San Francisco schools have been testing fewer pupils annually for the past few years. Connecticut shaved the number of students it tested in a 1998 national reading test by 10 percent. Presto, change-o, its average score rose by 10 percent.

This month, California boldly stepped into the game when the Assembly approved a bill — in a 53-19 vote — by Assemblywoman Carole Migden, D-San Francisco, to exempt Limited English Proficiency (LEP) students from the state STAR test, which is supposed to be given to all students in grades 2-11. Migden’s bill alternatively would mandate some kind of testing of these students in their native languages. Currently there is only a Spanish version of the STAR test.

Migden argues that it is cruel to test LEP kids in English. “It’s a demoralizing and costly exercise,” she said. And: “You and I couldn’t take a test in Cantonese tomorrow, could we?”

Well, we could take it. I’d flunk and I wouldn’t enjoy it. Then again, I haven’t spent kindergarten, the first grade and part of the second grade in classrooms where I’m supposed to learn Cantonese.

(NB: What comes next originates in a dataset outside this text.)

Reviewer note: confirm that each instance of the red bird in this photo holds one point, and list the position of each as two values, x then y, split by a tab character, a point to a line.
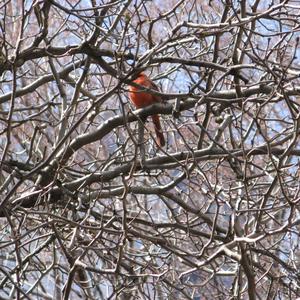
142	99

Non-native English speakers who start school in the first grade should have had English instruction for almost two years — years when children sop up language — before they take the test. So it’s not as if the test is imposed on students with no training in English.

Yes, but what about students who, say, enter the seventh grade having just arrived from Nicaragua? It would be nice to exempt those students for a year maybe. Except for one thing. Low-achieving districts already don’t test the number of students they should. Oakland Unified, for example, failed to test some 5,700 students out of 42,105 last year.

When former Governor Pete Wilson pushed the STAR test into being, anti-test types fought to exempt all LEP students from taking the test. Then the anti-testers fought to keep LEP students’ scores from being released. They eventually found a new way to crunch the numbers that puts the numbers in a better light. The state will release scores for non-LEP students, and separately provide averages with LEP students.

The fight against testing LEP students began before the passage of Proposition 227, which mandated English immersion classes for most non-native English speakers. Since voters approved Prop. 227, English testing of LEP students is more important than ever. As Wilson said last week, “Basically this is a debate about 227.”

Migden and state schools chief Delaine Eastin opposed 227. Now they oppose testing that would give voters a clear indication of whether 227 is or isn’t working.

The people who wrote 227, on the other hand, welcome tests. English for the Children spokeswoman Sheri Annis noted, “The only logical reason to eliminate English language testing is to cover up defiance of the law or to cover up the positive results of 227.”

Migden thinks it’s wrong to test kids in a language they don’t understand. Wilson, who supported 227, thinks it’s wrong to not teach children English from Day One.

In passing 227, the voters were telling educators to teach children English quickly and mainstream most students within a year. Thus, there should be no two-year wait.

The Senate, or Governor Davis, should keep faith with the voters and kill this bill. It’s their job to see to the education of children, not the cover up of failure.